Movie Review–Jules and Jim (1962)

Written and Directed by Francois Truffaut
Starring Oskar Werner, Henri Serre, Jeanne Moreau
1 hr 45 min
Not Rated

Available on HuluPlus


Jules and Jim is a strange piece of cinema. Essentially the story is a love triangle between the title characters and the psychotic object of their collective affection, Catherine. The love triangle is a storytelling technique that is overused  and almost always under-developed. This one works wonders, though.

The reason it succeeds where so many others fails is that it focuses not on the romance, but the friendship between Jules and Jim. It paints a complete picture of a relationship, not the typical picturesque version of love. The story is about them, not Catherine, hence the title of the film. As the confusion and fragility of romance take their toll on the characters, one thing stays true–the enduring power of true best friends.

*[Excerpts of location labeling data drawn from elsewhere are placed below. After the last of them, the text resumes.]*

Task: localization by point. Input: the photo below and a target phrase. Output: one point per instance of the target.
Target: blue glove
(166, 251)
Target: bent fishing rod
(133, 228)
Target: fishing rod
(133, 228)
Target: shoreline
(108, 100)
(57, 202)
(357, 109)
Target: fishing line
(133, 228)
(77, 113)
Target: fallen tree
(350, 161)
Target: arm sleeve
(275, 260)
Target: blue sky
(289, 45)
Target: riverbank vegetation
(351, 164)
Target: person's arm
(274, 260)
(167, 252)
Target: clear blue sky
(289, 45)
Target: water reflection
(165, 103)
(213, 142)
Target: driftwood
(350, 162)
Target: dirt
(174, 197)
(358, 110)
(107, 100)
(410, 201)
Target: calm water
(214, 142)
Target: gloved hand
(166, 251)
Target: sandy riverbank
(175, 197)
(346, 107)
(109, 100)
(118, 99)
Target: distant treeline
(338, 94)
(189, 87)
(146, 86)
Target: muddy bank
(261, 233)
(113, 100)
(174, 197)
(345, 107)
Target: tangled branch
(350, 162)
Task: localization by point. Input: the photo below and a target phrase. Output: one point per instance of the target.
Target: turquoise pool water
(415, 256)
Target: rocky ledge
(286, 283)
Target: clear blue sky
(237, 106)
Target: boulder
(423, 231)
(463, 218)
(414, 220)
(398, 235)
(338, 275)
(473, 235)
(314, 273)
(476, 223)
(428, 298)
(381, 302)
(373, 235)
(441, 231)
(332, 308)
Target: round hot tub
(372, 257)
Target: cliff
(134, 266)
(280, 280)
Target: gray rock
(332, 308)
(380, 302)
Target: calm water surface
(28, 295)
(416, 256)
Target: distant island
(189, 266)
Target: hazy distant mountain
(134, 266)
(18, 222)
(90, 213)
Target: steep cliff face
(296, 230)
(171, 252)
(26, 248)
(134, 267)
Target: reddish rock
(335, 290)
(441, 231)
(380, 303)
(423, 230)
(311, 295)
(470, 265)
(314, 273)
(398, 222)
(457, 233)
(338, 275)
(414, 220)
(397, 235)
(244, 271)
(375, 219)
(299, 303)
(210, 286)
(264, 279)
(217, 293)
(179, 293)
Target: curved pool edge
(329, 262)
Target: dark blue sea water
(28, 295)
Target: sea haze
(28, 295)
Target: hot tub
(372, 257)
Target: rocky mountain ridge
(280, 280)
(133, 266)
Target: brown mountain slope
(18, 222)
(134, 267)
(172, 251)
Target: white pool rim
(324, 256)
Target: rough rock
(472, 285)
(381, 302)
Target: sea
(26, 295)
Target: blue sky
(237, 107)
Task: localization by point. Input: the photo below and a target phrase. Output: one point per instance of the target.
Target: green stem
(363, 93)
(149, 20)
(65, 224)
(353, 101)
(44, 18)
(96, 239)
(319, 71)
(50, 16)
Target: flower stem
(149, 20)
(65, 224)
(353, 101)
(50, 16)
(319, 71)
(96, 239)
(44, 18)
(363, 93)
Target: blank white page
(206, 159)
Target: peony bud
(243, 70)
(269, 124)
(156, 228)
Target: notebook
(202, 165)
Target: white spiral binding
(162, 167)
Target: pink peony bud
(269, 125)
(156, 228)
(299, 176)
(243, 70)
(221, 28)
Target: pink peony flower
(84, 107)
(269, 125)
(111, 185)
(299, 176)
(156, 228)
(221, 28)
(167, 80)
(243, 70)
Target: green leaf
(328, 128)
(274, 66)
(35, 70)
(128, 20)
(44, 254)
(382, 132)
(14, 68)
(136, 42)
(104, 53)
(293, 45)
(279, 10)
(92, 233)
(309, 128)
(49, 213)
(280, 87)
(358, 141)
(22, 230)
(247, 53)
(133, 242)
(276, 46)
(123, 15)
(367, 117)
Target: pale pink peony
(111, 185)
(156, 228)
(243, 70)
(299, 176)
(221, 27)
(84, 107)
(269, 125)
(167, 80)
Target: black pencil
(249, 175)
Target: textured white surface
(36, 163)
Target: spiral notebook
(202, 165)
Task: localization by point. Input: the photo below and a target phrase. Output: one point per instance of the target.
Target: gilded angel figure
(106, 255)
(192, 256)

I hesitate to describe it this way in the fear that I make it seem melodramatic. It’s not. In fact, Jules and Jim is one of the most understated movies I’ve ever seen. To illustrate my point, here is the last line of the film, spoken evenly by the narrator: “Catherine would have wanted her ashes scattered to the winds from a hilltop, but that was against regulations.” That’s it. Done. You won’t see the dramatic theatrics of classic Hollywood here. This is France, bitch.